Sep 242013
 
 September 24, 2013  Posted by at 9:16 pm  Add comments

I had a discussion with an entrepreneur today that was facing a challenge.  A potential customer was asking for his startup’s financials as part of their due-diligence.  It’s a conversation I’ve had many times with ATDC companies.

Potential customers or distribution partners sometimes ask startups selling mission critical and enterprise applications for their financials.  The fear for early stage startups is their financials will kill the deal – either by exposing a lack of customers (size), or exposing the financial instability of a startup (weak balance sheet and losses).

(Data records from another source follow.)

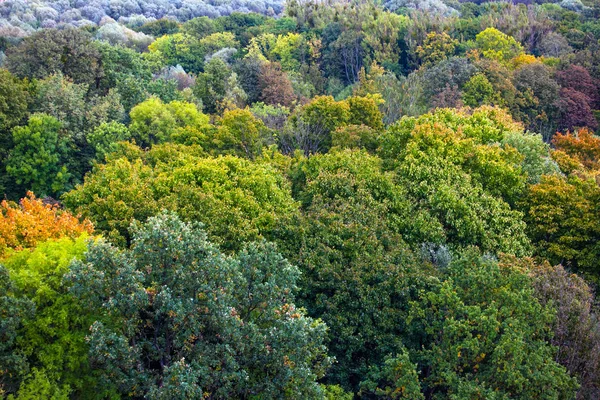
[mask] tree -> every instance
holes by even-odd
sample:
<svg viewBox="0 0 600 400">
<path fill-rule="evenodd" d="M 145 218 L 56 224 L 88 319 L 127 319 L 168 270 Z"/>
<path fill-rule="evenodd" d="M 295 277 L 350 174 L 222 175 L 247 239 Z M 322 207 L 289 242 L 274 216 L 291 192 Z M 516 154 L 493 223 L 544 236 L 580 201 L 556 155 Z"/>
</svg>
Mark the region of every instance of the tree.
<svg viewBox="0 0 600 400">
<path fill-rule="evenodd" d="M 102 312 L 90 358 L 107 383 L 153 399 L 320 394 L 325 325 L 295 309 L 298 270 L 275 246 L 226 257 L 171 213 L 132 233 L 124 251 L 92 245 L 68 276 Z"/>
<path fill-rule="evenodd" d="M 407 340 L 428 398 L 572 398 L 549 345 L 554 312 L 518 266 L 468 251 L 411 303 Z M 510 368 L 507 368 L 507 363 Z"/>
<path fill-rule="evenodd" d="M 258 77 L 259 99 L 265 104 L 290 107 L 296 95 L 292 82 L 278 63 L 265 63 Z"/>
<path fill-rule="evenodd" d="M 113 242 L 128 242 L 132 221 L 168 209 L 204 223 L 211 241 L 229 251 L 244 241 L 274 239 L 297 213 L 288 182 L 267 164 L 207 158 L 192 146 L 174 144 L 134 151 L 96 165 L 82 186 L 63 196 L 66 206 Z"/>
<path fill-rule="evenodd" d="M 12 129 L 21 125 L 28 115 L 30 85 L 5 69 L 0 69 L 0 171 L 5 171 L 8 150 L 13 147 Z M 0 193 L 6 193 L 7 176 L 0 174 Z"/>
<path fill-rule="evenodd" d="M 11 145 L 10 131 L 27 116 L 29 84 L 5 69 L 0 69 L 0 146 Z M 0 159 L 3 158 L 0 154 Z"/>
<path fill-rule="evenodd" d="M 254 160 L 266 144 L 266 127 L 249 109 L 223 113 L 213 144 L 222 154 L 234 154 Z"/>
<path fill-rule="evenodd" d="M 498 98 L 494 87 L 484 74 L 476 74 L 469 79 L 463 88 L 463 101 L 470 107 L 479 107 L 484 104 L 498 104 Z"/>
<path fill-rule="evenodd" d="M 131 137 L 146 147 L 169 141 L 177 128 L 201 128 L 208 124 L 208 116 L 198 111 L 195 104 L 184 101 L 164 104 L 156 97 L 135 106 L 130 118 Z"/>
<path fill-rule="evenodd" d="M 564 153 L 572 162 L 579 164 L 582 171 L 600 170 L 600 137 L 594 135 L 589 129 L 579 129 L 573 133 L 557 133 L 552 139 L 556 151 L 553 153 Z M 561 165 L 562 168 L 562 165 Z M 563 172 L 569 174 L 571 169 L 563 168 Z"/>
<path fill-rule="evenodd" d="M 506 264 L 522 266 L 528 271 L 540 303 L 552 304 L 556 309 L 551 343 L 558 349 L 556 360 L 581 384 L 577 398 L 597 397 L 600 393 L 600 324 L 591 287 L 561 265 L 538 264 L 529 258 L 501 258 L 500 265 Z"/>
<path fill-rule="evenodd" d="M 487 28 L 480 32 L 475 42 L 484 57 L 500 62 L 507 62 L 523 52 L 521 44 L 496 28 Z"/>
<path fill-rule="evenodd" d="M 183 33 L 161 36 L 148 46 L 165 65 L 181 65 L 186 71 L 199 72 L 206 53 L 198 40 Z"/>
<path fill-rule="evenodd" d="M 600 187 L 575 174 L 545 176 L 531 187 L 521 207 L 536 254 L 598 281 Z"/>
<path fill-rule="evenodd" d="M 104 161 L 108 154 L 117 149 L 117 143 L 131 139 L 127 127 L 119 122 L 104 122 L 87 135 L 87 141 L 95 150 L 97 161 Z"/>
<path fill-rule="evenodd" d="M 549 141 L 556 132 L 560 91 L 550 70 L 541 63 L 523 65 L 515 71 L 513 83 L 518 93 L 517 116 L 527 128 Z"/>
<path fill-rule="evenodd" d="M 592 99 L 577 90 L 560 89 L 560 99 L 557 102 L 560 118 L 559 128 L 562 130 L 582 127 L 596 129 L 598 121 L 592 113 L 590 103 L 592 103 Z"/>
<path fill-rule="evenodd" d="M 88 220 L 79 221 L 56 205 L 46 204 L 31 192 L 16 205 L 0 203 L 0 258 L 11 251 L 34 248 L 38 242 L 92 233 Z"/>
<path fill-rule="evenodd" d="M 237 74 L 231 71 L 227 63 L 213 57 L 198 75 L 194 95 L 202 100 L 204 109 L 209 113 L 227 108 L 228 103 L 243 107 L 247 95 L 239 87 Z"/>
<path fill-rule="evenodd" d="M 99 88 L 104 72 L 88 33 L 77 29 L 42 29 L 7 53 L 7 68 L 21 78 L 43 79 L 62 72 L 75 83 Z"/>
<path fill-rule="evenodd" d="M 431 102 L 448 87 L 462 88 L 476 72 L 477 68 L 468 59 L 451 57 L 414 75 L 422 85 L 426 101 Z"/>
<path fill-rule="evenodd" d="M 85 337 L 95 310 L 85 310 L 63 282 L 71 261 L 83 257 L 88 239 L 84 234 L 40 242 L 35 249 L 14 252 L 2 261 L 14 284 L 15 300 L 35 306 L 19 330 L 16 352 L 34 371 L 20 376 L 19 397 L 39 391 L 43 381 L 72 396 L 101 398 L 110 391 L 111 386 L 97 385 L 87 357 Z"/>
<path fill-rule="evenodd" d="M 18 185 L 41 196 L 69 189 L 69 139 L 60 129 L 61 123 L 46 114 L 34 114 L 26 126 L 13 129 L 14 147 L 8 155 L 6 172 Z"/>
<path fill-rule="evenodd" d="M 471 115 L 438 110 L 391 125 L 379 154 L 422 218 L 406 227 L 406 240 L 527 254 L 523 216 L 510 206 L 525 190 L 523 156 L 497 145 L 520 130 L 506 112 L 485 107 Z"/>
<path fill-rule="evenodd" d="M 590 76 L 587 69 L 579 65 L 569 65 L 556 73 L 556 80 L 563 88 L 574 89 L 590 98 L 590 106 L 600 106 L 600 81 Z"/>
<path fill-rule="evenodd" d="M 430 32 L 423 44 L 417 47 L 416 53 L 423 65 L 435 65 L 453 56 L 457 44 L 446 32 Z"/>
<path fill-rule="evenodd" d="M 302 271 L 299 300 L 329 327 L 337 363 L 327 383 L 356 392 L 371 368 L 402 351 L 410 293 L 427 285 L 401 236 L 420 216 L 365 151 L 312 156 L 291 176 L 302 214 L 285 245 Z"/>
<path fill-rule="evenodd" d="M 331 132 L 346 125 L 349 118 L 347 102 L 316 96 L 290 119 L 279 146 L 285 153 L 300 149 L 307 156 L 327 151 L 331 147 Z"/>
<path fill-rule="evenodd" d="M 378 107 L 382 100 L 379 96 L 352 96 L 345 101 L 350 112 L 349 124 L 366 125 L 374 130 L 383 129 L 383 115 Z"/>
</svg>

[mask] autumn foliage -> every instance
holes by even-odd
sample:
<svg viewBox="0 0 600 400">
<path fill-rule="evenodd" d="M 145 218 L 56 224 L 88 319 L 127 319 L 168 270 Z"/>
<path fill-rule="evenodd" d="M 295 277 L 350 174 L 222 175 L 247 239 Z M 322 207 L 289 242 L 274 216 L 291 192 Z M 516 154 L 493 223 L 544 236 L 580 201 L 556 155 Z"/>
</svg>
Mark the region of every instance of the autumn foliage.
<svg viewBox="0 0 600 400">
<path fill-rule="evenodd" d="M 82 222 L 56 205 L 45 204 L 31 192 L 19 205 L 6 200 L 0 203 L 0 257 L 9 249 L 31 248 L 48 239 L 75 238 L 92 231 L 88 220 Z"/>
</svg>

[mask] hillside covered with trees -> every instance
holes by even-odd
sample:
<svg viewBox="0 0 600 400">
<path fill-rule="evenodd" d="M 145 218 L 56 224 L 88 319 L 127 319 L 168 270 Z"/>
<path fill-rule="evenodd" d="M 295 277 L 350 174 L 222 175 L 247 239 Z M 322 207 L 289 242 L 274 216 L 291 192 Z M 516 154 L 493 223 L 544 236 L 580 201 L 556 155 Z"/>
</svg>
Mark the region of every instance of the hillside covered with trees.
<svg viewBox="0 0 600 400">
<path fill-rule="evenodd" d="M 600 398 L 600 3 L 0 3 L 0 397 Z"/>
</svg>

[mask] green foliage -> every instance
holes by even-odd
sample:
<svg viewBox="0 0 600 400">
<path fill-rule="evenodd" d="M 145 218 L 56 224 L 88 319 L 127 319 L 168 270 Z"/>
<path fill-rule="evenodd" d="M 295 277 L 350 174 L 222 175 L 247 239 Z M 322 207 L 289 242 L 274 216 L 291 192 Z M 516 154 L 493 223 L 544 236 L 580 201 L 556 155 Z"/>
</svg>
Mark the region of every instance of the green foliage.
<svg viewBox="0 0 600 400">
<path fill-rule="evenodd" d="M 479 107 L 484 104 L 499 104 L 496 90 L 483 74 L 476 74 L 469 79 L 463 88 L 463 101 L 470 107 Z"/>
<path fill-rule="evenodd" d="M 18 185 L 37 195 L 57 195 L 71 184 L 67 170 L 69 140 L 60 128 L 56 118 L 34 114 L 27 126 L 13 129 L 14 147 L 8 155 L 6 172 Z"/>
<path fill-rule="evenodd" d="M 348 103 L 349 124 L 366 125 L 374 130 L 383 129 L 383 115 L 379 111 L 379 98 L 374 96 L 352 96 L 345 100 Z"/>
<path fill-rule="evenodd" d="M 233 154 L 254 160 L 266 144 L 266 127 L 248 109 L 230 110 L 219 120 L 212 140 L 222 154 Z"/>
<path fill-rule="evenodd" d="M 62 279 L 71 261 L 83 257 L 87 241 L 86 234 L 50 240 L 3 260 L 15 298 L 35 305 L 35 314 L 22 321 L 17 340 L 18 352 L 33 368 L 31 376 L 24 377 L 19 399 L 66 398 L 69 392 L 101 397 L 103 389 L 95 386 L 85 340 L 93 319 Z"/>
<path fill-rule="evenodd" d="M 204 72 L 198 75 L 194 95 L 202 100 L 209 113 L 226 108 L 228 103 L 243 106 L 247 97 L 238 84 L 237 74 L 219 57 L 211 58 Z"/>
<path fill-rule="evenodd" d="M 536 253 L 597 281 L 600 271 L 600 187 L 592 179 L 551 175 L 531 187 L 521 204 Z"/>
<path fill-rule="evenodd" d="M 117 150 L 118 142 L 131 139 L 129 129 L 119 122 L 105 122 L 89 135 L 87 141 L 90 146 L 96 151 L 96 160 L 103 161 L 106 156 Z"/>
<path fill-rule="evenodd" d="M 477 48 L 486 58 L 507 62 L 523 52 L 523 47 L 512 37 L 496 28 L 487 28 L 475 38 Z"/>
<path fill-rule="evenodd" d="M 199 72 L 204 65 L 205 52 L 200 42 L 183 33 L 159 37 L 148 50 L 165 65 L 181 65 L 186 71 Z"/>
<path fill-rule="evenodd" d="M 423 390 L 431 398 L 573 398 L 576 380 L 548 344 L 553 320 L 520 268 L 467 252 L 411 303 L 409 350 Z"/>
<path fill-rule="evenodd" d="M 366 149 L 375 152 L 379 133 L 366 125 L 346 125 L 331 134 L 332 149 Z"/>
<path fill-rule="evenodd" d="M 438 110 L 389 127 L 380 154 L 410 201 L 428 215 L 418 233 L 427 236 L 407 238 L 526 254 L 523 216 L 509 205 L 525 189 L 523 156 L 497 145 L 505 134 L 519 129 L 494 108 L 471 115 Z"/>
<path fill-rule="evenodd" d="M 172 101 L 164 104 L 152 97 L 135 106 L 130 113 L 131 137 L 140 146 L 150 146 L 171 139 L 177 128 L 200 128 L 208 124 L 208 116 L 195 104 Z"/>
<path fill-rule="evenodd" d="M 44 29 L 26 37 L 7 54 L 6 67 L 21 78 L 42 79 L 62 72 L 93 89 L 103 75 L 100 53 L 87 32 Z"/>
<path fill-rule="evenodd" d="M 543 175 L 559 173 L 550 158 L 550 146 L 542 136 L 534 133 L 508 132 L 502 139 L 504 146 L 512 146 L 523 155 L 521 168 L 527 174 L 527 183 L 538 183 Z"/>
<path fill-rule="evenodd" d="M 403 190 L 365 152 L 316 155 L 292 171 L 302 201 L 286 251 L 303 273 L 301 304 L 329 327 L 337 363 L 328 383 L 357 391 L 372 367 L 401 351 L 407 297 L 426 284 L 400 231 Z"/>
<path fill-rule="evenodd" d="M 378 385 L 378 382 L 384 383 Z M 387 357 L 381 368 L 373 368 L 369 380 L 361 384 L 361 393 L 372 393 L 385 399 L 425 399 L 416 365 L 410 361 L 406 349 L 394 357 Z"/>
<path fill-rule="evenodd" d="M 423 65 L 434 65 L 454 55 L 457 43 L 446 32 L 430 32 L 423 45 L 417 47 L 416 53 Z"/>
<path fill-rule="evenodd" d="M 0 264 L 0 395 L 15 393 L 29 364 L 18 350 L 17 340 L 23 320 L 33 314 L 33 303 L 14 296 L 14 283 Z"/>
<path fill-rule="evenodd" d="M 10 144 L 10 130 L 27 115 L 28 82 L 22 81 L 5 69 L 0 69 L 0 145 Z"/>
<path fill-rule="evenodd" d="M 201 225 L 162 213 L 128 250 L 91 245 L 68 279 L 102 309 L 90 358 L 122 395 L 317 398 L 325 325 L 295 309 L 297 278 L 272 244 L 227 257 Z"/>
<path fill-rule="evenodd" d="M 272 237 L 296 212 L 289 184 L 269 165 L 204 158 L 179 145 L 154 146 L 130 159 L 115 156 L 63 200 L 118 243 L 129 238 L 132 221 L 169 209 L 206 224 L 210 239 L 226 250 Z"/>
</svg>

There are a few ways of dealing with the request.  But before diving into those, one of the keys to success in those early deals is being relatively transparent that you are an early stage company and emphasizing the benefits of being an early customer.  Being upfront about this has worked very well in ATDC’s Industry Connect program where we connect our startups with Fortune 1000 and established companies as early (paying) customers.  Innovative companies realize it is less expensive and easier to be early than to bear direct and indirect costs of catching up with a competitor leveraging that advantage.

The other key is understanding the nature of the request.  The question really comes down to addressing risk and sometimes internal procurement requirements.  In cases of internal procurement requirements it is necessary to have a senior ‘sponsor’ to help overcome the old additive that “you never get fired for hiring IBM”.  Addressing the risk is often more straight-forward, either by picking appropriately scaled initial implementations or by addressing continuity of operations in a worst-case scenario.  In some cases letting the customer know that you are privately held and do not release that information, in conjunction with addressing the risk issue may get you past the request.

When that isn’t enough, here are a few tactics that I’ve seen work:

Establish a source code escrow – Offer to deposit your source code with a third-party.  Escrow providers have a process for releasing the source code to the customer under certain pre-defined events that would limit the customers ability to maintain the applications.  Some escrow providers offer (and customers sometimes require) additional integrity testing and validation services where they validate the source code, perform a ‘build’, and create documentation for a deployment plan.

Dedicated instance - The source code escrow is the most common way of addressing the risk – but as more applications are moving to the cloud and often depend on connectivity to other services or data sources, savvy customers realize having the source code may not be enough.  All of their data may be in your application.  In these cases a ‘dedicated instance’ of the application running in a third-party hosting environment with the customer listed on the contract for access may be the best solution.  This only works for applications that are priced high enough to afford the extra expense.

Investor letters – In one of my companies we had our investor (in this case Total Technology Ventures) provide a letter of financial support that we submitted with our financials.  The letter was non-binding, but expressed their support and plans to continue to fund operations.

‘Affiliate of’ – In another startup we sold to banks and they were legally required to review our financials.  We explained we were a startup but had solid financial backing.  We positioned ourselves as an ‘affiliate of’ our lead investment firm and they accepted the investment firm’s information as a substitute.

Pot sweetener - A tactic I learned working with Bert Ellis and Bill Nussey that we used successfully at iXL was to offer an incentive – either in pricing or in warrants for early ‘big logo’ customers.  This was essentially a more aggressive form of transparency.

These tactics should only be used when the rest of the deal is in place – all the issues have been addressed and they are ready to purchase.  In the end, the best strategy is transparency and getting them to work on your behalf to get through the procurement process.  If you are selling a ‘pain-killer’ and have senior executives involved in the decision process, more often than not you will be able to navigate through the issue by addressing the underlying risk of continuity of operations and picking a suitably scaled initial deployment.

What else?  What has worked for you when you’ve been asked to provide your financials?